DISERTASI dan TESIS Program Pascasarjana UM, 2016

Ukuran Huruf:  Kecil  Sedang  Besar

Level Berpikir Geometri Van Hiele Berdasarkan Gender Pada Siswa Kelas VII SMP Islam Hasanuddin Dau Malang

ITSNANIYA FATWA NURANI

Abstrak


ABSTRAK

 

Nurani,  I.F. 2016. Level Berpikir Geometri Van Hiele Berdasarkan Gender Pada Siswa Kelas VII SMP Islam Hasanuddin  Dau Malang. Tesis, Program Studi Pendidikan Dasar, Pascasarjana, Universitas Negeri Malang. Pembimbing : (I) Dr. Edy Bambang Irawan, M.Pd, (II) Prof. Dr. Cholis Sa'dijah, M.Pd., M.A.

 

Kata kunci : level berpikir, geometri, van hiele, gender

Level berpikir geometri dapat menggambarkan kemampuan geometri seorang siswa. Van Hiele menyatakan bahwa seseorang akan melalui lima tahap perkembangan berpikir dalam belajar geometri. Kelima tahap perkembangan level berpikir tersebut adalah level 0 (visualisasi), level 1 (analisis), level 2 (deduksi informal), level 3 (deduksi), dan level 4 (rigor). Tujuan dari penelitian ini adalah untuk mengetahui dan mendeskripsikan level berpikir geometri Van Hiele berdasarkan gender pada siswa kelas VII SMP Islam Hasanuddin Dau Malang. Indentifikasi kemampuan geometri ditinjau dari level perkembangan berfikir Van  Hiele berdasarkan gender, dapat dijadikan  informasi  dalam mengatasi kesulitan mempelajari  geometri serta menjadi refrensi guru untuk memilih media dan model pembelajaran yang tepat sesuai dengan tahapan perkembangan berpikir siswa khususnya dalam materi geometri.
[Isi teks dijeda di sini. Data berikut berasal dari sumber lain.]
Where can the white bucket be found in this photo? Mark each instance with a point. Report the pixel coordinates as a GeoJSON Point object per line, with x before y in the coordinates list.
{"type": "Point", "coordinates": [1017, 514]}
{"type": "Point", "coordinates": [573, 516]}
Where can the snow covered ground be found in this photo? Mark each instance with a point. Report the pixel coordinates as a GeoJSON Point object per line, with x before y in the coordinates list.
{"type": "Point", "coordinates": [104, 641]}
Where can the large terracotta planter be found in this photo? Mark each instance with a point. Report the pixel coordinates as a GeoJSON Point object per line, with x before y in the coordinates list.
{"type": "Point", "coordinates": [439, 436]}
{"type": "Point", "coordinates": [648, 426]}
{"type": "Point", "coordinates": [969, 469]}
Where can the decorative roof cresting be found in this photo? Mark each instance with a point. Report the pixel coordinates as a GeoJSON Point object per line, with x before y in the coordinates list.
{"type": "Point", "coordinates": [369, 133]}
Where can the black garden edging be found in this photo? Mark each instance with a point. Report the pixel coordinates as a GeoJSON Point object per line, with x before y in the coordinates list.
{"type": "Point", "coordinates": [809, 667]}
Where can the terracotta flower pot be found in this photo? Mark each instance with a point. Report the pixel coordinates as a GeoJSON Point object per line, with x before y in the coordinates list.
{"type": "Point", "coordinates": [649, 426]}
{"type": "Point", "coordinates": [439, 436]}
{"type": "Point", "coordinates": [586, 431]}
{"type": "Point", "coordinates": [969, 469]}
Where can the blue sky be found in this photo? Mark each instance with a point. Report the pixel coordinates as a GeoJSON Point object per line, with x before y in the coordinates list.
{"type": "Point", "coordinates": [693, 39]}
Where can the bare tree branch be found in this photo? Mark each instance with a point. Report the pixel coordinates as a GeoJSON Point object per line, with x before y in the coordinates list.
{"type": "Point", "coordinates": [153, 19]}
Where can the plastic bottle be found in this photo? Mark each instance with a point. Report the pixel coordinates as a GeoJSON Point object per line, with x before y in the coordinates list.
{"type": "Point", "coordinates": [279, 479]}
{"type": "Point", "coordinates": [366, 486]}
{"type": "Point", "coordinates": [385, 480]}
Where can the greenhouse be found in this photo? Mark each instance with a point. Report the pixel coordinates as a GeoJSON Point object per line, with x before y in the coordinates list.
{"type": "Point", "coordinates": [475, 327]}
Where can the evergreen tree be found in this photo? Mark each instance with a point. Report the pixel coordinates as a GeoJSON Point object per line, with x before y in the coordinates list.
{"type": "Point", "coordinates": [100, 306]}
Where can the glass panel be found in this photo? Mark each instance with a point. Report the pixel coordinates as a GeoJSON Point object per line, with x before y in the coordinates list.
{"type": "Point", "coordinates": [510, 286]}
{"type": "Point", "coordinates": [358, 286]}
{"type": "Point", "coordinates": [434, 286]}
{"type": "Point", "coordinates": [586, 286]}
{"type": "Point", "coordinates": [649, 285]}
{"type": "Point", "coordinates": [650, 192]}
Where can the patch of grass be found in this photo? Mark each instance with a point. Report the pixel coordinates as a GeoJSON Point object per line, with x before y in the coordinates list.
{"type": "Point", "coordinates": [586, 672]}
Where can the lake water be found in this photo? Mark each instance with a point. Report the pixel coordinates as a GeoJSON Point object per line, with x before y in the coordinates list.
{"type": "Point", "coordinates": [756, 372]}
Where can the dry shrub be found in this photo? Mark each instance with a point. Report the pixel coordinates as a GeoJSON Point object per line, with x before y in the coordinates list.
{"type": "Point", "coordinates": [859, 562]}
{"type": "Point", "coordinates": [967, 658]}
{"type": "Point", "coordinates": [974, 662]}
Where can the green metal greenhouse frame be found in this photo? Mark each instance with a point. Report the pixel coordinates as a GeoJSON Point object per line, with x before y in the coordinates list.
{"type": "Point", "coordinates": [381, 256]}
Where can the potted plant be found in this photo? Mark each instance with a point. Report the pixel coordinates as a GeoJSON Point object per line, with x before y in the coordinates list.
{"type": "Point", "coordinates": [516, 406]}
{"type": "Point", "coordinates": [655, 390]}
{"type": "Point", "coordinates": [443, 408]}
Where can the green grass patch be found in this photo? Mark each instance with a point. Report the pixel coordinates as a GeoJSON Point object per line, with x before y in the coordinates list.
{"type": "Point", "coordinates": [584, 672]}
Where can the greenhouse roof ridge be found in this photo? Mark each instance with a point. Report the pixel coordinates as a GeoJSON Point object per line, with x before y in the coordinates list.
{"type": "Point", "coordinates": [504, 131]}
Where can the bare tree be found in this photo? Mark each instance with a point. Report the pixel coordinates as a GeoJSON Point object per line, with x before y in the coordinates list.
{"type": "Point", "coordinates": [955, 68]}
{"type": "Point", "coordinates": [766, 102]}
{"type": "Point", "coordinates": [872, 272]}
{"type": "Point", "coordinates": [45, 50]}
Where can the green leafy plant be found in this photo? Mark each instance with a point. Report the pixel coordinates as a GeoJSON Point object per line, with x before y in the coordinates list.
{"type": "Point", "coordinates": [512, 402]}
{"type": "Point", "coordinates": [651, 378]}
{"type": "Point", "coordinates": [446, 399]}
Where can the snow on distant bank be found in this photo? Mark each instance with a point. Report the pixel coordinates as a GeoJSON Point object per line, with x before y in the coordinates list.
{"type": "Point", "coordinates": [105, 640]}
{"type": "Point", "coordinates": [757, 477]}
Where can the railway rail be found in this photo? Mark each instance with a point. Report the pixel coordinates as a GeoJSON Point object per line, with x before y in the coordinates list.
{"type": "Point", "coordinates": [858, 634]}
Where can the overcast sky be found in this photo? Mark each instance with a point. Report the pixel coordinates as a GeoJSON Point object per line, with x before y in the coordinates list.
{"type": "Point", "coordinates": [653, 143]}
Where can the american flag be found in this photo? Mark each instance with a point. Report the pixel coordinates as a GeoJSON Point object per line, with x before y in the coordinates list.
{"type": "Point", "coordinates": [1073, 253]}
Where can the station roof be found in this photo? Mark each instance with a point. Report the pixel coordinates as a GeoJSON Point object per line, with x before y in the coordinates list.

Metode penelitian yang digunakan dalam pelaksanaan penelitian ini adalah deskriptif kualitatif. Instrumen yang digunakan adalah tes berpikir geometri Van Hiele Geometry Test (VHGT) yang terdiri dari 25 soal pilihan ganda dan wawancara "Assesing Children's Intelectual Growh in Geometry" khusus pada sub materi segitiga dan segiempat. Pemberian tes dan wawancara dilakukan kepada 6 orang siswa yaitu 3 siswa perempuan masing-masing berkemampuan tinggi, sedang dan rendah dan 3 siswa laki-laki yang masing-masing berkemampuan tinggi, sedang dan rendah.

Hasil penelitian menunjukan bahwa, siswa kelas VII SMP Islam Hasanuddin Dau Malang berada pada level 0 dan 1. Siswa pada level 0 (visualisasi) mampu mengenali bentuk dari tampilan visual bangun. Sedangkan siswa pada level 1(analisis)  sudah  dapat  menganalisis  suatu  konsep  serta  dapat  menentukan  sifat-sifat suatu  bangun namun siswa belum  sepenuhnya  menjelaskan  hubungan antara sifat-sifat dan belum  dapat  memahami  definisi pada suatu bangun geometri. Ditinjau dari gender siswa perempuan berkemampuan tinggi dan sedang berada pada level 1 (analisis) sedangkan siswa perempuan berkemampuan rendah berada pada level 0 (visualisasi). Siswa laki-laki bekemampuan tinggi berada pada level 1 (analisis) sedangkan siswa laki-laki berkemampuan sedang dan rendah berada pada level 0 (visualisasi).  Secara  garis  besar  tidak  terdapat  perbedaan  yang  mencolok antara kemampuan  subjek  laki-laki dengan subjek perempuan. Sebagian  kecil terlihat  pada keberagaman dalam memberikan contoh objek fisik bangun geometri,  yaitu  subjek  perempuan memberi contoh lebih beragam pada bentuk objek fisik bangun geometri dibanding subjek laki-laki.